The problem with the report (other than the fact that it was false), was that:
"Local Muslim leaders in Pakistan and Afghanistan seized on the article and called for anti-U.S. demonstrations. Over a four day period last week at least 16 people died, a United Nations compound in Afghanistan was attacked and crowds burned American flags and effigies of U.S. president George W. Bush."
Many people, such as Glenn Reynolds at Instapundit, are attributing a substantial part of the responsibility for the violence and deaths to Newsweek. I disagree completely. A magazine printed something in error. It then retracted it. Even if I loved the media and had a high degree of confidence in it, mistakes would still happen from time to time. There is nothing wrong with making a mistake and then fixing it. That is what Newsweek did.
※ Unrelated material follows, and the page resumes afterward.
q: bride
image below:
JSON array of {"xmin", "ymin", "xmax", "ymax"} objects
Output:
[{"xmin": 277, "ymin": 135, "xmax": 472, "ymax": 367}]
On the other hand, there is something wrong with violence and murder. But I lay the responsibility for such actions directly at the feet of the perpetrators. That such people claim they were incited by some fact, mistaken or not, printed in a magazine half way around the world, in no way justifies their actions. We must not allow them to even think that we think it justifies the violence. Indeed, I think we need to desensitize these people. I personally am going to start flushing Korans down my toilet. Well, or at least I would, except for the minor detail that the Korans won't fit down my toilet. Nonetheless, I think the U.S. military should build a giant toilet and begin flushing Korans down it. Indeed, what a simple and gentle way to get the Guantanamo detainees to talk. That's not torture. I don't even think it qualifies as abuse.

At the same time, the message to the Muslim world is that if they're going to riot and murder because of such things, we're simply going to increase the occurrences of those actions until they learn to restrain themselves.